Tim nodded distractedly. “You could say that.”
Next was a young boy, no older than ten, with a scowl that could probably scare grown men. He crossed his arms and glared at Danny.
“Damian Wayne,” he said. “Biological son.”
Danny raised an eyebrow. “Ah, the little terror Bruce never shut up about.”
Damian bristled. “I am no terror—”
“Yes, you are,” everyone said in unison.
Danny turned to Bruce, his arms crossed. “So… what do you need my help with? Because it looks like you’ve got your hands full.”
Bruce sighed heavily. “They don’t listen to me. Half the time, they’re arguing. The other half, they’re trying to outsmart each other—or me.”
“And?” Danny prompted.
“And,” Bruce said reluctantly, “I thought you could help… mediate.”
Danny blinked. Then he started laughing again. “You want me to babysit your army of vigilantes?”
“It’s not babysitting,” Bruce growled.
But it absolutely was.
Over the next few days, Danny found himself in the middle of Bat-family antics. Whether it was Jason and Tim bickering over whose tech was better, Dick trying to wrangle everyone for a “team-building exercise,” or Damian threatening to fight literally everyone, Danny was beginning to realize why Bruce looked so perpetually exhausted.
But for all the chaos, there was a sense of family here that Danny couldn’t help but admire. It reminded him of his own ragtag group back in Amity—Sam, Tucker, Jazz, even Vlad in a weird way.
Eventually, Danny pulled Bruce aside. “You know,” he said, “for all your complaining, you’ve built something pretty amazing here. They’re not just your team—they’re your family.”
Bruce looked at his kids, a rare flicker of softness crossing his face. “I know,” he said quietly.
Danny grinned. “Well, you’re still a pain in the ass, but I think you’ve done alright, Batsy.”
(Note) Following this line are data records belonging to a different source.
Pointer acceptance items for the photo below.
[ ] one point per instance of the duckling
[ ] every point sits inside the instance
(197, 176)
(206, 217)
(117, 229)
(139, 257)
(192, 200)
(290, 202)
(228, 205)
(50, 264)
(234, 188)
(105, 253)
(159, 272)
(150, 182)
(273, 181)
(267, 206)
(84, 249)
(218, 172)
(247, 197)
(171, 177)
And so, Danny’s unexpected reunion with Bruce turned into a week-long crash course in dealing with the next generation of vigilantes. By the time he left, he was exhausted—but also a little proud.
As he stepped back through his portal, he shook his head with a smile.
“Baby Bat really did grow up, huh?”
Somewhere in the Batcave, Bruce smirked.